Over the summer months, I am working in the Office of Evaluation and Impact Assessment, within the U.S. Global Development Lab at USAID, assisting with the MERLIN Program. The MERLIN Program is made up of a mix of organizations each with their own specialty and strengths spanning from randomized control trials and complex systems modeling to social network analyses and developmental evaluation.
At the beginning of June 2016, The MERLIN Program held its first annual ‘Roundtable’ meeting, with all of its partners. Through participating in this event, two important contributions of the MERLIN Program emerged before me and addressed the shortcomings of my previous work in M&E.
First, the MERLIN Program represents the beginnings of a shift in attitude about how M&E activities relate to other aspects of a development program. When I went to work in Western Kenya, I was the M&E Specialist and everyone else either managed or implemented the program. This organizational structure set M&E aside as an add-on to the organization, rather than being integral to the fundamental objectives of the project. Given that most have little more than a guess (when we are being honest) as to what development programs will work best, when, where, and with whom; a necessary objective of any development project should be to generate evidence, learn, and adapt. This means that M&E needs to be at the forefront of the next generation of development projects.

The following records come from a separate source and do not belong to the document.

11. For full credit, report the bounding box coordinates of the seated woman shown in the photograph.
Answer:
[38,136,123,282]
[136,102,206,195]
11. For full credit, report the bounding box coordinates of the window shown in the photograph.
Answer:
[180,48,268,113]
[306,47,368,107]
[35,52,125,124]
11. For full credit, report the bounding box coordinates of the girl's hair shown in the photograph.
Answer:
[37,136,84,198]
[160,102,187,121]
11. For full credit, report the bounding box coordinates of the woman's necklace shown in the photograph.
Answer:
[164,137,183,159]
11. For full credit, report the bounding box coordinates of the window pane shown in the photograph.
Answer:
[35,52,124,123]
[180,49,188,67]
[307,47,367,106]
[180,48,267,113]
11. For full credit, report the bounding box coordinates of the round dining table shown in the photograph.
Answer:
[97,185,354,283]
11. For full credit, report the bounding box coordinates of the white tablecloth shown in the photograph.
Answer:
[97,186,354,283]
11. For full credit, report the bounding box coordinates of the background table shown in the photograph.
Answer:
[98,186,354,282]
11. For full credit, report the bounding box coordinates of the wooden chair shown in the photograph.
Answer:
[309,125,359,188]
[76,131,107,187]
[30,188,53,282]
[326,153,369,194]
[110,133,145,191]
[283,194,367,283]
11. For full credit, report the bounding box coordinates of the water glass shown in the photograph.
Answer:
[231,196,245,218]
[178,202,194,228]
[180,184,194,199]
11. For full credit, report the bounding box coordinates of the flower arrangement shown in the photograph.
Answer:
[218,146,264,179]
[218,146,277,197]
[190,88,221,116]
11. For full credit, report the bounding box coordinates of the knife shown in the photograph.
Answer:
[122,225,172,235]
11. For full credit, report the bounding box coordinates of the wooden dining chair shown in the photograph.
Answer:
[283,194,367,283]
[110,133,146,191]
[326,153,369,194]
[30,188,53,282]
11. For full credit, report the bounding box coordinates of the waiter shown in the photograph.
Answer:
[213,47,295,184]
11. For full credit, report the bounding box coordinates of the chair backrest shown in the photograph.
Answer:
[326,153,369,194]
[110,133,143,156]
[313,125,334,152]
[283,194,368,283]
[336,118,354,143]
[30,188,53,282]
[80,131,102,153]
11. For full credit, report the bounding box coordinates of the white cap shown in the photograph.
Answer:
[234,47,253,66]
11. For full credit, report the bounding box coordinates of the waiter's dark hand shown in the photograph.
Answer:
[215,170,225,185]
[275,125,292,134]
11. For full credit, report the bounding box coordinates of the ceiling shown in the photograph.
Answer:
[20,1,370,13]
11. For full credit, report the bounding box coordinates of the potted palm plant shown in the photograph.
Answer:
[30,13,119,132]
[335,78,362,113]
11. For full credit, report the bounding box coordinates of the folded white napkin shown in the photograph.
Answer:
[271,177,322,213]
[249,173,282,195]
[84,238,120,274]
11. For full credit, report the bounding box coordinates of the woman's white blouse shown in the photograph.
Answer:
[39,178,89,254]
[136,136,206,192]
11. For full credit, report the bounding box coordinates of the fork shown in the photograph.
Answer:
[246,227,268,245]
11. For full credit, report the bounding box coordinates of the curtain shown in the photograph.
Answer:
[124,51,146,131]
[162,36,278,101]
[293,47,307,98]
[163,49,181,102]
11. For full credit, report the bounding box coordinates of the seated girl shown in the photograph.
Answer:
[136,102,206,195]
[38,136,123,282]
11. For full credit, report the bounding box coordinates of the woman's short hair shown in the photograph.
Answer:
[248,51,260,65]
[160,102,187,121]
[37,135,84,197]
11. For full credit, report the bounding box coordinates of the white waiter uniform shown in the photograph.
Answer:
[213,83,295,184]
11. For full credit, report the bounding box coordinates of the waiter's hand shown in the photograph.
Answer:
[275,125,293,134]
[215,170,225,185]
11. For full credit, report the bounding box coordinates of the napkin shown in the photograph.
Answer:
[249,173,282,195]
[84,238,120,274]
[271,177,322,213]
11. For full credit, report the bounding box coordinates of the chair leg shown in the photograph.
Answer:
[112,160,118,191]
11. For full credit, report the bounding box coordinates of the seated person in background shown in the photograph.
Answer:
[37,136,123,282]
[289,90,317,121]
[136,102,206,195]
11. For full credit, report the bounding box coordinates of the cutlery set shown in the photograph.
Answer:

Second, the specific role of the MERLIN Program is to implement and test several innovative, and more adaptive, methods of M&E within the contexts of USAID. In Western Kenya I managed a quasi-experimental evaluation with two data collection waves, when in hindsight what was actually needed was an evaluation methodology that provided more rapid feedback on various aspects of the program’s design. In order to expand the learning from M&E activities, the M&E toolbox itself needs to be dramatically expanded. Impact evaluations (either randomized control trials or quasi-experiments) play a huge and necessary role, but other methodologies are needed for situations where the environment is complex and change occurs in a nonlinear manner.
The MERLIN Program is currently piloting and testing each of its mechanisms. At the end of this initial stage, the MERLIN Program hopes to make recommendations for which of these mechanisms are suited for wider adoption into the MERL toolkit of USAID Operating Units and Implementing Partners. If these mechanisms prove to be relatively beneficial, then policymakers may (someday) begin to learn and adapt much more from their M&E activities.